MARK Project gets $250K grant to boost businesses in Roxbury and Andes

A highway runs through it: Route 30, Roxbury's Main Street, on a chilly January afternoon. Photo by Greg Henderson

In the rural Catskills, "economic development" often doesn't mean big-ticket projects. For the MARK Project, a nonprofit based in the Delaware County town of Middletown, it can mean helping a local small business build a website, install bookkeeping software, or buy a critical piece of equipment. 

Through their Small Business Development Fund, the MARK Project has given small grants and loans for projects like these to over 60 local businesses, most of them in and around Middletown. On Thursday, Feb. 20, Gov. Andrew Cuomo announced the approval of a $250,000 grant to the MARK Project to continue and expand the program.

The grant money will be used to expand the program to the nearby towns of Roxbury and Andes, said Peg Ellsworth, executive director of the MARK Project. 

"It's very exciting to be able to continue that fund," she said. "We'll look at Bovina as well. It will be a combination of grant and loan funds."

Most of the grants and loans given through the fund will be under $5,000, Ellsworth said, although the MARK Project may consider larger projects as well. Businesses can get help with a wide variety of projects, she said. 

"It's really wide open. It's not wedded to any particular brick-and-mortar project," she said. "We'll look at marketing, we'll look at website development."

Among the projects boosted by the MARK Project's Small Business Development Fund over the last few years: New-business startup help for Spillian, the Crazy River Cafe and Pepacton Bait and Tackle; a new community workshop space for the Catskill Mountain Artisans Guild; a marketing campaign for Pine Hollow Lodging; and business software for the Tinderbox. 

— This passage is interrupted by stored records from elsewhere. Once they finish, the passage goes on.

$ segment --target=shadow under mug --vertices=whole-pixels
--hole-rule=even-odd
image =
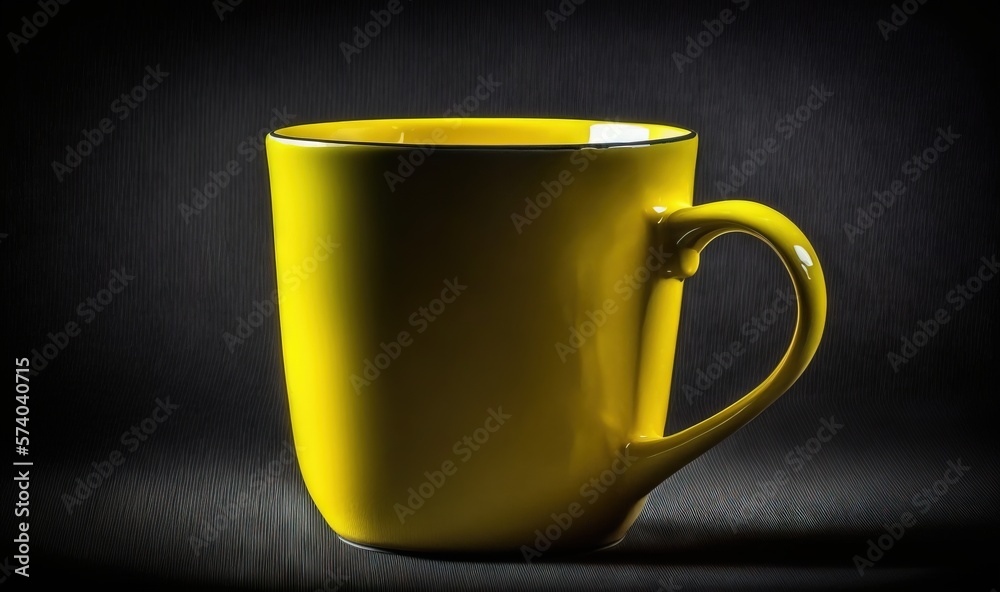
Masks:
[[[518,118],[268,135],[292,431],[341,538],[529,560],[613,544],[802,374],[826,318],[816,253],[764,205],[693,205],[697,142]],[[795,332],[760,386],[664,435],[684,280],[727,232],[784,263]]]

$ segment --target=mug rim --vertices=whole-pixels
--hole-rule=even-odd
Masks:
[[[504,128],[505,126],[525,126],[537,127],[561,126],[564,128],[576,127],[576,132],[582,132],[586,126],[590,132],[587,141],[511,141],[511,142],[436,142],[429,141],[386,141],[380,139],[366,140],[356,138],[337,137],[337,132],[343,133],[345,130],[354,128],[352,131],[357,135],[358,129],[367,128],[368,131],[386,131],[386,128],[397,130],[403,126],[422,126],[433,131],[442,131],[446,127],[452,129],[462,124],[476,124],[483,126],[481,133],[486,134],[490,127]],[[626,132],[646,133],[645,139],[623,139],[622,141],[594,141],[593,132],[595,126],[602,127],[601,130],[609,130],[611,133],[628,135]],[[322,130],[322,131],[321,131]],[[364,132],[362,132],[363,134]],[[580,150],[583,148],[618,148],[618,147],[643,147],[658,144],[671,144],[683,142],[697,137],[693,130],[665,124],[665,123],[643,123],[633,121],[613,121],[599,119],[578,119],[578,118],[548,118],[548,117],[409,117],[409,118],[388,118],[388,119],[353,119],[343,121],[321,121],[312,123],[302,123],[286,126],[272,130],[268,136],[283,144],[298,146],[378,146],[402,149],[426,149],[433,150]],[[405,136],[400,132],[400,136]],[[446,138],[447,139],[447,138]],[[601,140],[607,140],[601,137]]]

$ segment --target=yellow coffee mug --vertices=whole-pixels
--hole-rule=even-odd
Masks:
[[[344,540],[592,549],[802,374],[819,259],[778,212],[692,205],[696,135],[563,119],[390,119],[267,137],[281,343],[306,487]],[[745,232],[785,264],[778,367],[664,435],[684,280]]]

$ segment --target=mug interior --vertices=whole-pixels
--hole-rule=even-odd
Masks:
[[[695,137],[695,133],[657,123],[451,117],[307,123],[276,130],[271,132],[271,136],[295,142],[325,144],[538,149],[646,146],[691,139]]]

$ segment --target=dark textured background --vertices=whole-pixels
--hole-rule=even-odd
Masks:
[[[752,0],[679,72],[673,52],[729,2],[590,0],[555,31],[543,13],[557,0],[405,2],[348,64],[338,44],[384,5],[246,1],[220,21],[208,0],[72,2],[18,54],[6,50],[13,133],[0,252],[15,355],[81,321],[78,305],[113,270],[136,276],[32,380],[31,582],[315,590],[338,575],[350,590],[1000,585],[987,567],[995,559],[987,541],[1000,526],[1000,281],[899,373],[886,359],[918,320],[950,306],[946,294],[977,259],[998,250],[994,14],[930,0],[885,40],[876,22],[889,16],[888,1]],[[36,10],[5,4],[4,31]],[[112,101],[157,64],[169,76],[58,182],[51,163],[66,144],[114,117]],[[489,74],[502,86],[476,115],[697,130],[696,202],[720,198],[716,181],[775,135],[811,86],[833,91],[739,192],[811,238],[828,278],[825,339],[785,397],[653,493],[617,548],[530,566],[360,551],[336,538],[295,464],[281,461],[290,426],[276,317],[234,352],[222,339],[275,288],[263,158],[189,222],[179,204],[242,158],[240,143],[268,126],[272,108],[297,122],[435,116]],[[900,166],[941,126],[961,138],[906,182],[873,228],[848,240],[843,224],[902,178]],[[720,239],[704,262],[686,290],[671,430],[756,384],[791,333],[786,314],[703,396],[685,401],[681,385],[788,286],[778,260],[751,238]],[[165,397],[180,408],[68,513],[62,496],[75,480],[122,449],[121,433]],[[830,416],[841,433],[764,495],[759,484],[789,469],[786,454]],[[959,458],[970,472],[859,577],[852,557]],[[276,475],[256,487],[272,461]],[[195,554],[190,537],[220,514],[227,525]],[[0,586],[23,584],[0,575]]]

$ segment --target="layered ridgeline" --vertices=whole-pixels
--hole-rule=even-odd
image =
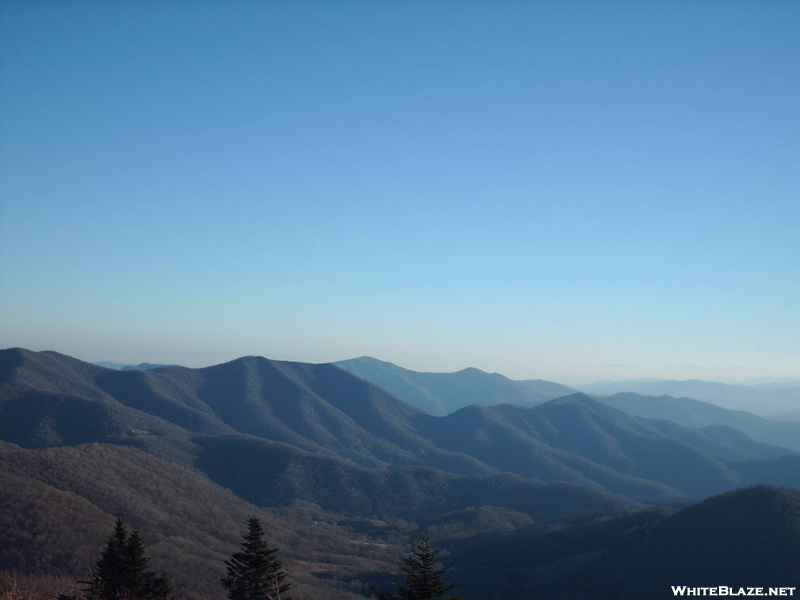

Last week's announcement was expected for some time, Ellsworth said. The grant was among $91.1 million in awards announced in 2012 through the Southern Tier's Regional Economic Development Council, one of ten regions statewide that compete for annual economic development grants from a variety of state programs. Ellsworth serves on the Southern Tier council

Cuomo's recent news release announced approval for seven projects in total, adding up to $5.9 million in funding for projects in four regions. Also announced in the release were $750,000 in funding to build a natural gas pipeline to a plant run by Amphenol -- in Sidney, at the western end of Delaware County -- and a $200,000 grant for Kingston manufacturer Ertel Alsop to buy machinery for a plant that makes equipment for wastewater treatment plants.